3. Mixpanel – as the data visualisation analytics
Mixpanel is a self-serve product analytics reporting tool. In our data scheme, it plays the role of the data visualisation analytics tool that helps us make sense of all the data that’s gathered in the product and the acquisition campaigns.
- Interprets data received from Segment (in our case) and other platforms (Branch)
- Aggregates ALL data received from different sources with the help of Segment.
- Allows the Product Strategist or Product Owner to have a full picture of the results of the product tactics, current user engagement and behaviour of the user cohorts, as well as track any other experiments.
- Displays events tracked in Segment through a visual interface
- Merges users with the same identity coming from different sources (web/mobile app/new logins/ new devices)
4. SendGrid as the email automation tool
SendGrid is an email marketing and automation company. Recently acquired by Twilio, they also have plans for text, chat, voice, and video messaging, offering the perfect platform to coordinate and monitor all communications with a user happening outside the app. This may include:
- Marketing, promotional and community based messaging
- Support messaging
- Subscription and legal based messaging
Of course, every product we’ve listed here has an alternative. With the myriad of channels and ways people discover and download apps today, you’re bound to find new products and approaches to include in your data infrastructure. As long as you remember:
- That every tool should have a clear objective and role in the whole process and
- That variables should be consistent and reliable across platforms
Product analytics is the backend of great product management
As a wrap-up, always remember that you’re not measuring for the sake of measuring. While every founder starts out building a product focused on solving a problem for their users, product metrics is how a product manager worth their salt tracks if they’re actually succeeding with their goal.
Product metrics will help you:
predict what will resonate with your users.

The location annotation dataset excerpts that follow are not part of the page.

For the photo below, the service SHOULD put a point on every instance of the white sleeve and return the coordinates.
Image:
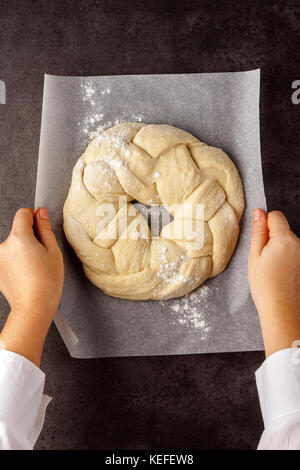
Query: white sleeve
(278, 385)
(22, 403)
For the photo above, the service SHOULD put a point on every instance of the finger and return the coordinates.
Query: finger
(278, 224)
(260, 232)
(44, 230)
(23, 221)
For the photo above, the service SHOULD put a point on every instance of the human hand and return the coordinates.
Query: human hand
(274, 278)
(31, 279)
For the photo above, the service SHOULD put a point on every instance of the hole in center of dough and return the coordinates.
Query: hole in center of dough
(155, 215)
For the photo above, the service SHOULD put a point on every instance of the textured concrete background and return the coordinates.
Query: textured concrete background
(184, 402)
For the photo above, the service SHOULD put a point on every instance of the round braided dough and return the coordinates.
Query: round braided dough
(152, 164)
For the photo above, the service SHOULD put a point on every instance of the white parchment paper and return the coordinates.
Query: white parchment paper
(221, 109)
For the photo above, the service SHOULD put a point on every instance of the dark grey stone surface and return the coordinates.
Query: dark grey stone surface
(184, 402)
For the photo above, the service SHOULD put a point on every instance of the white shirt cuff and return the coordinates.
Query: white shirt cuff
(22, 403)
(278, 385)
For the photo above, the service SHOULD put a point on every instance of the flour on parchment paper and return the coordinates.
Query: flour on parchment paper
(94, 121)
(192, 311)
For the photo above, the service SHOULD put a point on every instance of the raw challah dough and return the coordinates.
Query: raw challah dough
(151, 164)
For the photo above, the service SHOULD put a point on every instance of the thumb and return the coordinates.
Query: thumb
(23, 221)
(44, 230)
(260, 232)
(278, 224)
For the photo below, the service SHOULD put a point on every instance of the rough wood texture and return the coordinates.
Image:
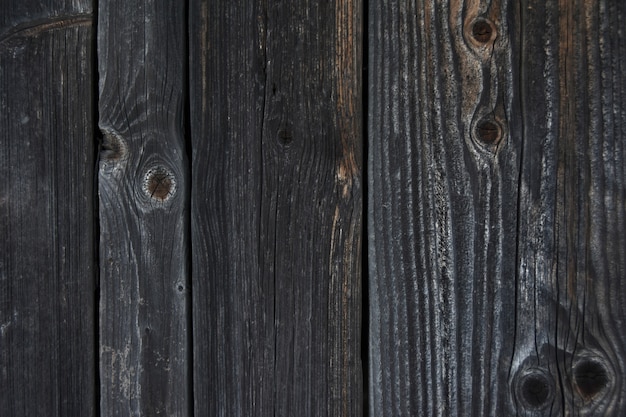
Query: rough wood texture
(276, 207)
(144, 340)
(496, 208)
(47, 247)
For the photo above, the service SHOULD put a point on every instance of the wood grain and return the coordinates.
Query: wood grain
(143, 190)
(47, 233)
(495, 208)
(276, 207)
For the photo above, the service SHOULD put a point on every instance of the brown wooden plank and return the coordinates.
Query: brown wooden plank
(144, 331)
(276, 207)
(496, 229)
(47, 233)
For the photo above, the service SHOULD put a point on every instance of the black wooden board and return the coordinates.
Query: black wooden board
(143, 194)
(275, 91)
(47, 228)
(496, 208)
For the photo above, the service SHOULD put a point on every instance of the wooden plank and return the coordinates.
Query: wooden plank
(570, 349)
(47, 233)
(144, 329)
(276, 207)
(496, 229)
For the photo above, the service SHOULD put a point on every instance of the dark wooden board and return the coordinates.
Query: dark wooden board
(496, 207)
(47, 233)
(275, 92)
(143, 190)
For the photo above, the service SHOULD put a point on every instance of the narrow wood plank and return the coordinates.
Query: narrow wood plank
(276, 207)
(144, 331)
(47, 233)
(495, 208)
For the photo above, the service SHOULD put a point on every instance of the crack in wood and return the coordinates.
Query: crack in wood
(38, 26)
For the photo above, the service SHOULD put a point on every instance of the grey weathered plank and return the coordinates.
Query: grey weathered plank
(47, 238)
(276, 207)
(572, 256)
(144, 330)
(496, 249)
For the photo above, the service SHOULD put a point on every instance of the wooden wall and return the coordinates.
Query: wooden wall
(312, 208)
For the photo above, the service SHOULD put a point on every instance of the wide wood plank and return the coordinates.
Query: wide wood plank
(47, 233)
(276, 207)
(144, 330)
(496, 232)
(570, 350)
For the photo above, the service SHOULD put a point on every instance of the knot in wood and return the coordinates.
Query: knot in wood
(483, 31)
(488, 131)
(159, 183)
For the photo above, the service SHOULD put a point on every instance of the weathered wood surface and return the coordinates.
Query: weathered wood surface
(47, 234)
(143, 190)
(276, 207)
(496, 208)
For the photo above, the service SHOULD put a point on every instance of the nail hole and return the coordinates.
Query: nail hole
(159, 183)
(482, 31)
(488, 131)
(536, 390)
(285, 137)
(591, 378)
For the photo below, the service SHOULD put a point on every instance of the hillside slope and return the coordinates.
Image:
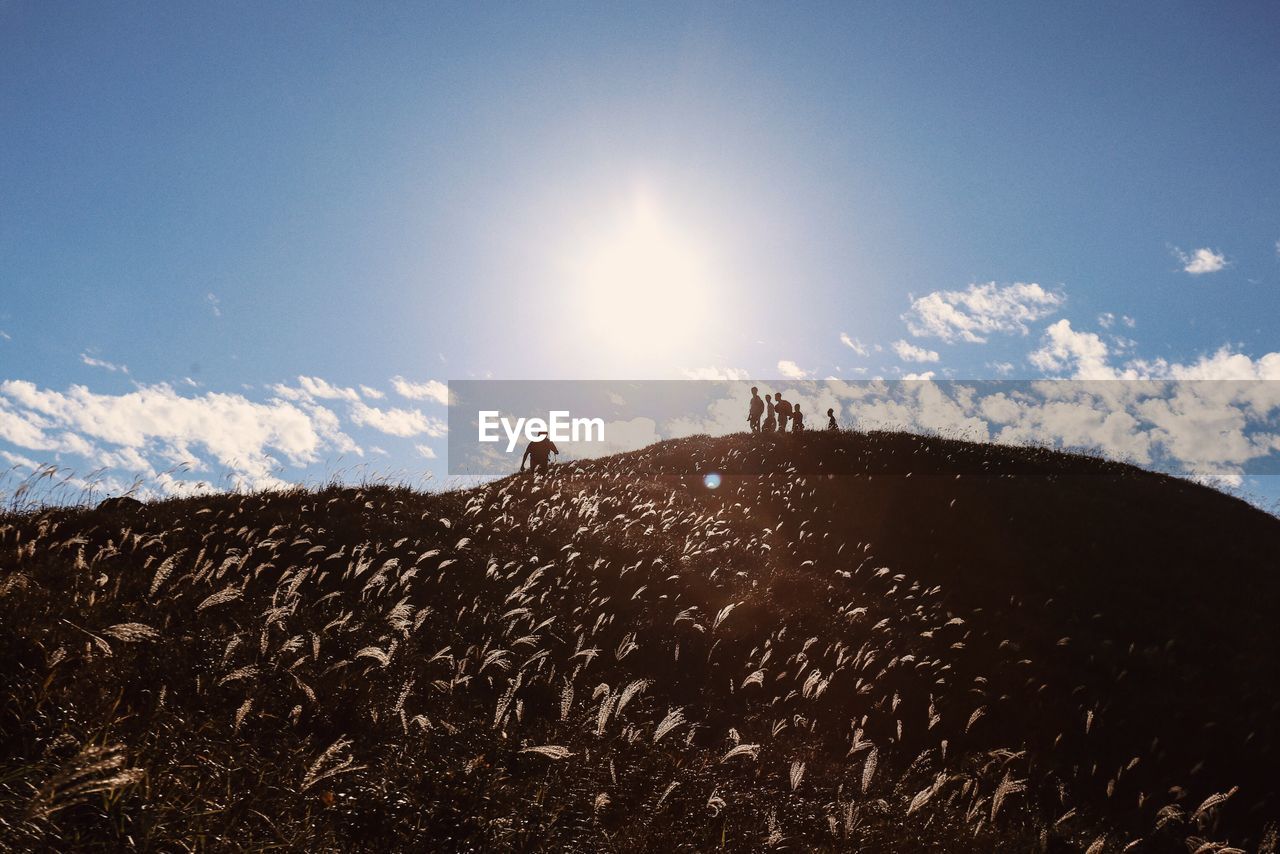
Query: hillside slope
(909, 648)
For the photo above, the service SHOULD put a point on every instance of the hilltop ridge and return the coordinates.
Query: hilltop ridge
(856, 640)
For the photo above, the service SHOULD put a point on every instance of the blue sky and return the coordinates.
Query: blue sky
(225, 197)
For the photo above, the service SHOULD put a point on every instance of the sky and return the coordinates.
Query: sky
(247, 243)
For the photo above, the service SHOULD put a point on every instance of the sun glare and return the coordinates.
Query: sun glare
(643, 287)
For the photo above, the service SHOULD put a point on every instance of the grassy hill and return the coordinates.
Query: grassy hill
(915, 643)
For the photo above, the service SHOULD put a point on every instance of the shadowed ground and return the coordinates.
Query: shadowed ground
(906, 645)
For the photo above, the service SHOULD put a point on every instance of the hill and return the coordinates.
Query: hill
(874, 642)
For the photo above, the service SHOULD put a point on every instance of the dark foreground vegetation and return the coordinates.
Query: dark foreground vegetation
(615, 657)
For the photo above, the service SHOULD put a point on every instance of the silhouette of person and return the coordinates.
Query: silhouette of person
(784, 411)
(539, 452)
(757, 410)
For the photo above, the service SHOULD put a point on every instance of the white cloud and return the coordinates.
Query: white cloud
(402, 423)
(432, 389)
(981, 310)
(1200, 261)
(1064, 348)
(853, 343)
(712, 373)
(314, 387)
(154, 427)
(791, 370)
(909, 352)
(100, 362)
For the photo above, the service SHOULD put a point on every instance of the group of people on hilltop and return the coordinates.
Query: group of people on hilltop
(775, 412)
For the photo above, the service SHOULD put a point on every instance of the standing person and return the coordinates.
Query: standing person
(784, 411)
(753, 415)
(539, 452)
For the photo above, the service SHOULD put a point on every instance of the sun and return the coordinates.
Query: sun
(643, 287)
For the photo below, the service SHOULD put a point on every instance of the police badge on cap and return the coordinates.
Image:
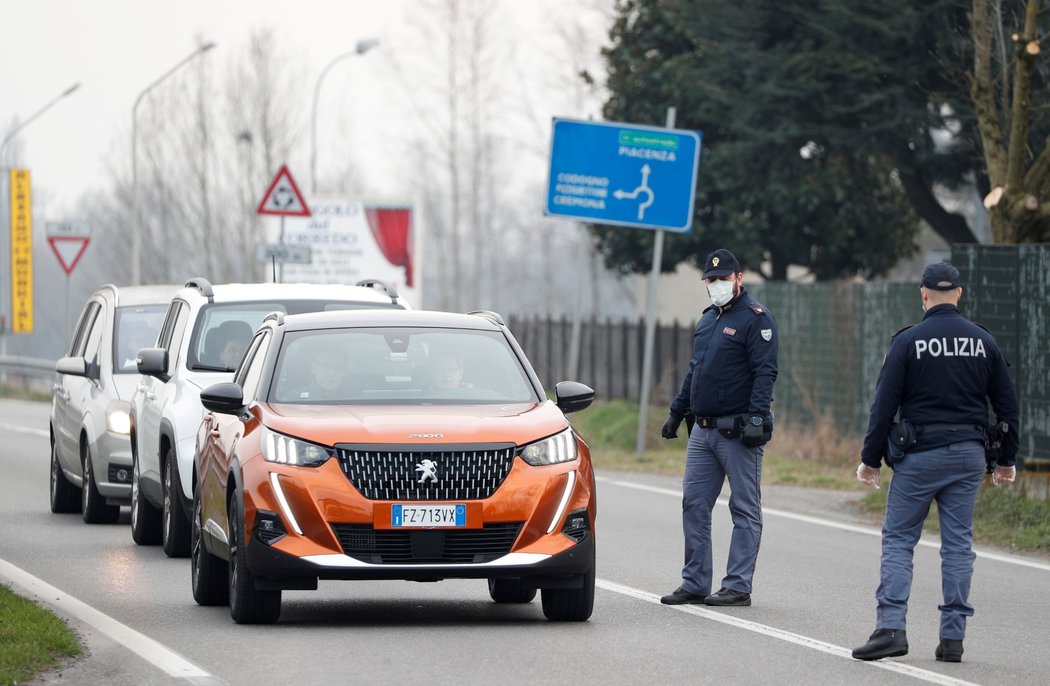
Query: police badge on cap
(941, 276)
(720, 263)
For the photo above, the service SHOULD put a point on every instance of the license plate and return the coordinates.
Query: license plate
(402, 515)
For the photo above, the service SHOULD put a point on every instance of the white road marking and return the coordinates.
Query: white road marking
(147, 648)
(806, 642)
(25, 430)
(856, 528)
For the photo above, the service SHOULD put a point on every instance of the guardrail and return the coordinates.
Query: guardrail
(27, 372)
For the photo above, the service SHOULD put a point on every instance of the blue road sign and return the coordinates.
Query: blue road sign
(608, 172)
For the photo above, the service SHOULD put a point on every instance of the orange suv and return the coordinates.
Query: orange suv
(391, 444)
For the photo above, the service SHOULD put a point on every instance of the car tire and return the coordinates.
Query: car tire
(92, 504)
(510, 590)
(145, 518)
(570, 604)
(63, 495)
(248, 605)
(175, 524)
(209, 575)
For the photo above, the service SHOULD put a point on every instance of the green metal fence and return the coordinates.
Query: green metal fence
(1007, 289)
(833, 340)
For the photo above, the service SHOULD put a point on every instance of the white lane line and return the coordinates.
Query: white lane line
(147, 648)
(867, 531)
(25, 430)
(804, 641)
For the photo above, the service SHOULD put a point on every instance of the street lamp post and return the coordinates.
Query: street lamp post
(137, 232)
(3, 144)
(362, 46)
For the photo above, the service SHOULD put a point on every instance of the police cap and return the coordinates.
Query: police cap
(720, 263)
(941, 276)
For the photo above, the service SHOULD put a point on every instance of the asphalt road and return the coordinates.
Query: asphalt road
(813, 602)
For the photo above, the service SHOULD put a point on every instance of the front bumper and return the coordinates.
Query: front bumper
(305, 524)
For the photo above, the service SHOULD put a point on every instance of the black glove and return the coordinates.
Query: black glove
(756, 432)
(670, 429)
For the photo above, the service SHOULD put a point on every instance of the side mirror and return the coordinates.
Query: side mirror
(572, 396)
(227, 398)
(153, 361)
(71, 366)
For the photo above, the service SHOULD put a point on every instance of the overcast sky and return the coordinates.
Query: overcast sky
(114, 48)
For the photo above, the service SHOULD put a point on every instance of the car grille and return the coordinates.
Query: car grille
(431, 546)
(399, 473)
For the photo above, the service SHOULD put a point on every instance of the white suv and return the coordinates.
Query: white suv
(202, 340)
(90, 453)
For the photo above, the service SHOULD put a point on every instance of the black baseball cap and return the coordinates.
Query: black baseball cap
(720, 263)
(941, 276)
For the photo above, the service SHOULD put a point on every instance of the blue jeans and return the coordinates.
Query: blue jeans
(950, 475)
(710, 458)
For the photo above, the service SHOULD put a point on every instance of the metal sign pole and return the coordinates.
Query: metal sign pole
(647, 365)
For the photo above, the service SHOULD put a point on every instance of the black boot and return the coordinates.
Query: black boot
(949, 650)
(883, 643)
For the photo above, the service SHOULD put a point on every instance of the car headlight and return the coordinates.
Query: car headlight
(558, 449)
(119, 417)
(285, 450)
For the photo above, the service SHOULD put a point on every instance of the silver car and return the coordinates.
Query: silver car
(89, 423)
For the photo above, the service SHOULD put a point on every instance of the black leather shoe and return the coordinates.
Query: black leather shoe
(681, 597)
(728, 597)
(883, 643)
(949, 650)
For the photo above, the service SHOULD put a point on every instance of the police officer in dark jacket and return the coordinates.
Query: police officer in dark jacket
(940, 374)
(726, 396)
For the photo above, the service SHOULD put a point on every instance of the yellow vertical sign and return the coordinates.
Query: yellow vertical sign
(21, 252)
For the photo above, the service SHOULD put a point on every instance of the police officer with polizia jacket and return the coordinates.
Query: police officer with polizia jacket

Specifically, they will tell you which features are contributing to the aha moment, which are keeping them engaged, where they lose interest, as well as help you keep track of your various acquisition funnels. Last, but not least, product metrics play an essential role in predicting which categories of users you’re most likely to retain or lose, helping you further refine your user personas.
spend your limited resources more effectively
When you’re focusing on scaling your startup with first rounds of funding, you’ll be very aware that every penny you spend matters. That’s why product metrics are a key part in strategising how to best spend the limited resources you have, whether it comes to your budget, or your team’s time.
gain support from executives, board or investors
It’s easier to gain stakeholder support when you can support your position with evidence. Product metrics, especially well-documented, well-argued metrics show both your team’s expertise in product management, as well as your product’s potential to reach the goals you set.
align your team and help you towards working on a common goal
Depending on how large your startup is, they may work in different teams and focus on smaller goals that are relevant and closer to their own work, whether it’s a specific feature set for a product team, or acquisition if it’s the product marketing team. Having a North Star metric set and the different teams working on action metrics they can directly influence will change the dynamic of the team, aligning them towards a common goal.
At the end of the day, you have all the reasons to get product analytics right, and none to avoid it. Your product’s long-term success depends on it.